Labor is frantically priming the electorate for a “tough Budget” and health and medical research has borne the brunt of the Government’s political posturing in recent weeks.

A strategic leak from the Gillard Government proposed a $400 million cut over three years only to be followed by unconfirmed reports of a back-flip.
It is likely the Government was preparing the sector for a worse-case scenario before delivering lesser cuts with the headline message that they had spared research from the worst. It remains a possibility.
Whatever the outcome on the night, the Government’s flip-flopping messages for sectors such as medical research and pharmaceuticals are creating enormous uncertainty and scaring away capital investment.
After years of scandalous waste and mismanagement, the Government is desperate to deliver an elusive Labor surplus to salvage some semblance of economic credibility. It has pinned a lot of its scarce political capital to it.
The much promised surplus in 2012-13 was always wafer-thin with no margin whatsoever for the unexpected. Not surprisingly, the Government is now in a difficult bind.
But by targeting productive sectors the Gillard Government will cost the country, including the Government, a lot more in the long run and there are ample opportunities for savings elsewhere.
The $16 billion overpriced school halls are still being built in the name of stimulus at a time when the Government is making cuts as part of a supposed contractionary fiscal policy.

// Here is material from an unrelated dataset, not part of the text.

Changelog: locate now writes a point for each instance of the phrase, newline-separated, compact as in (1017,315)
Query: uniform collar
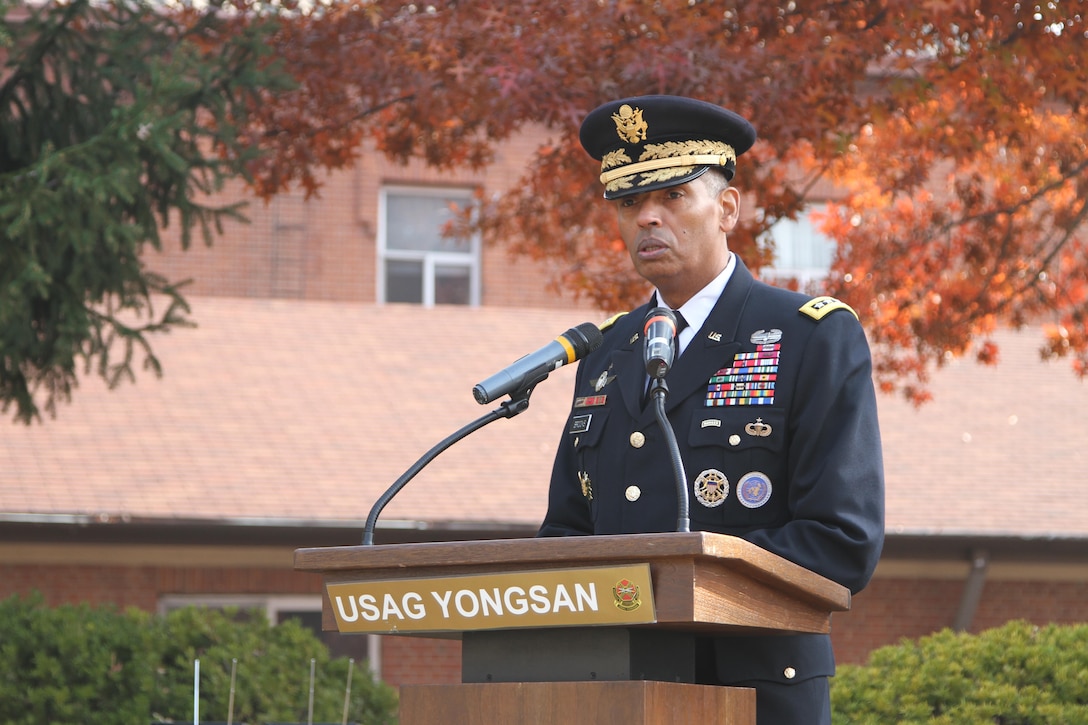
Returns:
(696,309)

The over $2 billion spent on putting insulation in ceilings and taking it out again could have delivered enormous dividends for our economy and health system for years to come if it had gone to health and medical research.
It is little wonder respectable researchers and scientists took to the streets in their lab coats with placards in hand.
Only weeks ago, Julia Gillard reaffirmed the Government’s promise of close to $1 billion for a raft of new bureaucracies including Medicare Locals, the Independent Hospital Pricing Authority, the National Performance Authority, the National Funding Authority and more, under the guise of health reform.
The projected jump in health costs, particularly in relation to chronic disease, has been core to the Government’s rhetoric on health reform. There is no disputing that some of the figures are staggering, such as a projected 430 per cent increase in diabetes costs in the next two decades and an almost doubling of the Australian Government’s expenditure on health as a proportion of GDP.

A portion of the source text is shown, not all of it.